В эту минуту губернатор верил тому, что говорил, и эта ложь была нужна: она успокаивала и вселяла в душу какое-то торжество. Броцкий слушал, а потом тоскливо говорил о своем одиночестве, о том, что в усадьбе становится жить все тяжелее и тяжелее, что дом у него – тоже большой и гулкий, в зале окна на три стороны; кругом поля, далекие, бесконечные, спускающиеся под гору. Когда ходишь по комнатам, то шаги, как удары деревянного колокола, раздаются во всех углах. Когда зимой топятся печи, дрова жутко трещат. Сны ему мерещатся нелепые: то какое-то путешествие по Китаю, то покойники, то ладан, облаками выходящий из печи, то овраги, наполненные человеческими костями и бутылками из-под нарзана.

Потом старики замолчали, и только часы, заделанные в верхней части толстого дубового футляра, постукивали медленно раскачивающимся маятником. Губернатору казалось, что Броцкий видел себя в Соне, как в волшебном зеркале, – видел свою молодость, свои лучистые глаза, свое свежее лицо, и теперь то и дело поглядывает на дверь, ждет, не войдет ли она, чтобы еще раз посмотреть на нее, и, может быть, втайне, по-стариковски, боясь насмешек, молит бога об этом. Когда же стало несомненно, что она больше не выйдет, нижняя губа его начала подергиваться уже как-то странно, вперед. Губернатору было ясно, что Броцкий понял все и мучится, было ясно, что у него теперь нет ни любви, ни уюта, что одинока его старая душа и жизнь. Ласково, как человека заболевшего, проводил его до подъезда губернатор; хотелось только, чтобы он поскорее ушел, хотелось скорее остаться одному, потушить все огни, походить в темных комнатах, обнять свою радость и свое счастье.

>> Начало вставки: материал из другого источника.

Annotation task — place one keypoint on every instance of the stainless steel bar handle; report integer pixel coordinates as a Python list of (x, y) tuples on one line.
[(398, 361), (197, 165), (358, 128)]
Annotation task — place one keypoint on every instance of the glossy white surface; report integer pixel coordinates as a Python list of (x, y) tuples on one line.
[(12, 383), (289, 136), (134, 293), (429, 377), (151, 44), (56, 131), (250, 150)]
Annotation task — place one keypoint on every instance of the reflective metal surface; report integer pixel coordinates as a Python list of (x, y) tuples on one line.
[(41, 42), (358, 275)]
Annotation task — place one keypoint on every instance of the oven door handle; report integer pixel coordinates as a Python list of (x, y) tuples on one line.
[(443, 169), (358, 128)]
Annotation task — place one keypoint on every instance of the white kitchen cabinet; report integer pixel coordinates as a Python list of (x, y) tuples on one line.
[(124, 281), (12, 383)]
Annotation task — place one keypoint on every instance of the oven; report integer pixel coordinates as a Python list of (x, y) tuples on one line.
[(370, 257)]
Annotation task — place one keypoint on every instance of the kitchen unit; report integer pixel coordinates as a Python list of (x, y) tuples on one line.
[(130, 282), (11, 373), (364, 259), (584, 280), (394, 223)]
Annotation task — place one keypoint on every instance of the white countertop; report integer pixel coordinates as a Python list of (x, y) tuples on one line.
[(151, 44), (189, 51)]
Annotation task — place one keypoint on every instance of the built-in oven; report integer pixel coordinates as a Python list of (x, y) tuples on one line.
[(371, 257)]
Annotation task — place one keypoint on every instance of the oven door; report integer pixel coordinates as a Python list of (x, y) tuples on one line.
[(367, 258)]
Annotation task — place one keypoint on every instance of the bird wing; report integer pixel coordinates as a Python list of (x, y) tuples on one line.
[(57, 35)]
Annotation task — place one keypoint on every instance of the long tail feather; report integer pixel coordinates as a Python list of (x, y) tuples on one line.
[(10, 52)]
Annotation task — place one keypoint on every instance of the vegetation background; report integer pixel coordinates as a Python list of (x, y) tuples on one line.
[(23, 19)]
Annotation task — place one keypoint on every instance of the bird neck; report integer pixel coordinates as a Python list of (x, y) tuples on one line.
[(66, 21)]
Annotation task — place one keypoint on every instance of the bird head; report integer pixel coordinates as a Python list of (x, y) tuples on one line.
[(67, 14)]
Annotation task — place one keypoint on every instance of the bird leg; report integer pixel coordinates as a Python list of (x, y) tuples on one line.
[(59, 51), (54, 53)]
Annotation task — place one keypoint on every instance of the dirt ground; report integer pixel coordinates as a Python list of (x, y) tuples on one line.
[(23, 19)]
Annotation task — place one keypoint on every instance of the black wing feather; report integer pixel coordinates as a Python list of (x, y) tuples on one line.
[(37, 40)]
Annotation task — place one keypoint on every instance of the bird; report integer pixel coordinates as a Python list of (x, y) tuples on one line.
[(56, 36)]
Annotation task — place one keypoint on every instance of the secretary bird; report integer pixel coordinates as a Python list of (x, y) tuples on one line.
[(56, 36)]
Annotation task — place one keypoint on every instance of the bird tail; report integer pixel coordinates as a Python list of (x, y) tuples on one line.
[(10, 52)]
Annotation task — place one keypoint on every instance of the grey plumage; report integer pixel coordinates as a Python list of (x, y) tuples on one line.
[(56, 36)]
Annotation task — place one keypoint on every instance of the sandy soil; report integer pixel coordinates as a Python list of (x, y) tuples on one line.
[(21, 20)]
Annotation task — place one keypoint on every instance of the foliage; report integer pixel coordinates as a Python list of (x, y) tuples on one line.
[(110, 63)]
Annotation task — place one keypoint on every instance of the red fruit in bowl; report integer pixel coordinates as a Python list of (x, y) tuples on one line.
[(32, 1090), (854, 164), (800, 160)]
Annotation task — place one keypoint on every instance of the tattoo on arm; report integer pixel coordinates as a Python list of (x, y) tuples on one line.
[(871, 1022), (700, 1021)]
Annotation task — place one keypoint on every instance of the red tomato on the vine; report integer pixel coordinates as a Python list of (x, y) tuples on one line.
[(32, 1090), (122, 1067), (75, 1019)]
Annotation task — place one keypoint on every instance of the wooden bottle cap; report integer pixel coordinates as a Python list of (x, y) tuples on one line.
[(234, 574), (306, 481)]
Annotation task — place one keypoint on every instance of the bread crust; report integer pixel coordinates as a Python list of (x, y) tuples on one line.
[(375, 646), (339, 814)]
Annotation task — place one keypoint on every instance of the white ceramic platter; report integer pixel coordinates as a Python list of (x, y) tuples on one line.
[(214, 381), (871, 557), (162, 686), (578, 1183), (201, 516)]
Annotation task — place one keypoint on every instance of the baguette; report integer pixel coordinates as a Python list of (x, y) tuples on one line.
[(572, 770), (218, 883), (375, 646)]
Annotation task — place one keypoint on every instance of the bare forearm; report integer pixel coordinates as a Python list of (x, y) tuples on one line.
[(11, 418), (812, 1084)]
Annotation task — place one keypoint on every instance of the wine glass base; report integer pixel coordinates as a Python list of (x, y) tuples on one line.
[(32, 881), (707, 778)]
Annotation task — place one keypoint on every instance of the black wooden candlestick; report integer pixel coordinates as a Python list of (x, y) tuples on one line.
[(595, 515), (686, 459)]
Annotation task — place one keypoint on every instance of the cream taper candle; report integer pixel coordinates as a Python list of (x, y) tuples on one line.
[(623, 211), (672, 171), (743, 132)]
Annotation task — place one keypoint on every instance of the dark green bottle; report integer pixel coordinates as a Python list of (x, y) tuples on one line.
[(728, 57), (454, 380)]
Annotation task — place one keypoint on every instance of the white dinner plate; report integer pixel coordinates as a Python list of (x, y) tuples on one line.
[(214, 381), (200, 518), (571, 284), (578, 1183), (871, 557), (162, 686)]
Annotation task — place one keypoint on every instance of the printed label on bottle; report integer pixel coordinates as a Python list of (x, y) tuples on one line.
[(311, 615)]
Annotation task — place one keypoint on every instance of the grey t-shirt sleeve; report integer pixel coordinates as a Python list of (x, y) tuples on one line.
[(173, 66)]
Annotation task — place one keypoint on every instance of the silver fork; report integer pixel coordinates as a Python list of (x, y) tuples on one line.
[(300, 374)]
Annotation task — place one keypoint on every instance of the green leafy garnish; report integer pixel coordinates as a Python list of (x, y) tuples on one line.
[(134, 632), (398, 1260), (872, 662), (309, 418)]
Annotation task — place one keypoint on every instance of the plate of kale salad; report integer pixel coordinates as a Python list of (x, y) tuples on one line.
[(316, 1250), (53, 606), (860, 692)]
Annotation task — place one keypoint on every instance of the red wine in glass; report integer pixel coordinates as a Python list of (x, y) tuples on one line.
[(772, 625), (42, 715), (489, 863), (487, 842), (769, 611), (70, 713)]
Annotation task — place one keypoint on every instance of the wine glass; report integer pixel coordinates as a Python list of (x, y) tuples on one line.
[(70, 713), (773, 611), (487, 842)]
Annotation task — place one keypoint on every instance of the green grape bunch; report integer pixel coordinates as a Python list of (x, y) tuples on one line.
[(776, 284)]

Броцкий долго застегивался, долго надевал перчатки, поправлял шляпу, и казалось, что он хочет сказать что-то важное и не решается.

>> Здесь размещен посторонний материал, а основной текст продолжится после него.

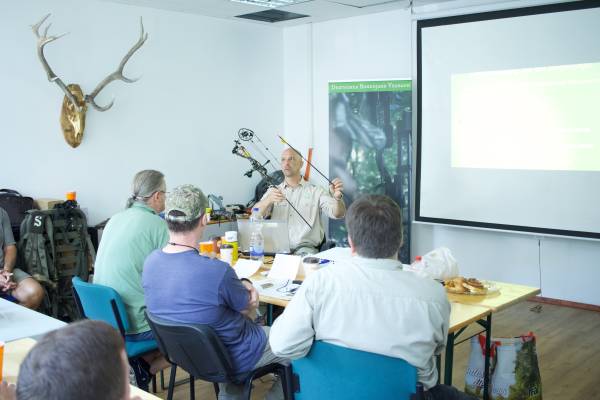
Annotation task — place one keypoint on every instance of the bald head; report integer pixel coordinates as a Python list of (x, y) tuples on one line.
[(291, 163)]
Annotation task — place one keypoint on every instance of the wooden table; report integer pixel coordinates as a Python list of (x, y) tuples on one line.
[(17, 322), (466, 310), (507, 295), (15, 352)]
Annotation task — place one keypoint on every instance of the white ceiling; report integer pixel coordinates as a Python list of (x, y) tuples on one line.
[(318, 10)]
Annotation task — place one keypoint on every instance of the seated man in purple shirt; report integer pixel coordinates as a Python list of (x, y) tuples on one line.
[(181, 285)]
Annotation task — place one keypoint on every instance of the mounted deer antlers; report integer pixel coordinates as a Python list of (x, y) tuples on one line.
[(75, 103)]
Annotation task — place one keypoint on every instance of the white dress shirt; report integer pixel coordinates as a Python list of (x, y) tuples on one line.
[(369, 305)]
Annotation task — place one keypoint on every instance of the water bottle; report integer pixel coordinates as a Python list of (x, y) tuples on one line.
[(257, 242)]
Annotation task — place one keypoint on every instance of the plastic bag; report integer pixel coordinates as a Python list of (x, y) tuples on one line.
[(476, 365), (517, 374), (437, 264)]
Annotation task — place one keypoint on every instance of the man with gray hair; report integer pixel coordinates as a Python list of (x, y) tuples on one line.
[(369, 303), (181, 285), (128, 238)]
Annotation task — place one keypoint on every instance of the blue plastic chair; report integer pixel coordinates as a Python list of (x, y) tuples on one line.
[(338, 373), (103, 303)]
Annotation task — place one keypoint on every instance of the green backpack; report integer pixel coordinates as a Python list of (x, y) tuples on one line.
[(55, 246)]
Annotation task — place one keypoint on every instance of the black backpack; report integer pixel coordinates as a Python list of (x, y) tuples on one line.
[(16, 206), (55, 246)]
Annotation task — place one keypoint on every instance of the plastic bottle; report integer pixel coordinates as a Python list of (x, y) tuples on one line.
[(257, 242)]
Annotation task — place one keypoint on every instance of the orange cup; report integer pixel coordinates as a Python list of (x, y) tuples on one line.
[(206, 247), (1, 358)]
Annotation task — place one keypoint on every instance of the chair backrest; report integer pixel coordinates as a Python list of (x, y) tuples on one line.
[(194, 347), (333, 372), (100, 303)]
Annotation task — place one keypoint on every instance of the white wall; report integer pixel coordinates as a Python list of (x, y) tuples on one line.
[(201, 80), (379, 46)]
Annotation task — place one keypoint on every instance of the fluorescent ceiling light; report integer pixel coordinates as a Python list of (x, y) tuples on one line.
[(271, 3)]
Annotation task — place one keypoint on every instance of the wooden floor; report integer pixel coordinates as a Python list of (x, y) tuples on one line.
[(568, 351)]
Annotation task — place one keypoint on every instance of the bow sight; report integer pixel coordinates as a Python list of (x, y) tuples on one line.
[(240, 151)]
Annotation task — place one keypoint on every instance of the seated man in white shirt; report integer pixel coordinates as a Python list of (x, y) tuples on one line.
[(369, 303)]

«А вдруг он заявит свои права на Соню, напишет ей или скажет, что она – его дочь?» – пронеслось в голове губернатора и, хотя сейчас же стало понятно, что это – дико, невозможно, неумно, все же захотелось, чтобы Броцкий, такой красивый, в широкополой шляпе похожий на старого художника, поскорее ушел, и губы, как барабанную дробь, выбивали два слова: «Скорее, скорее…»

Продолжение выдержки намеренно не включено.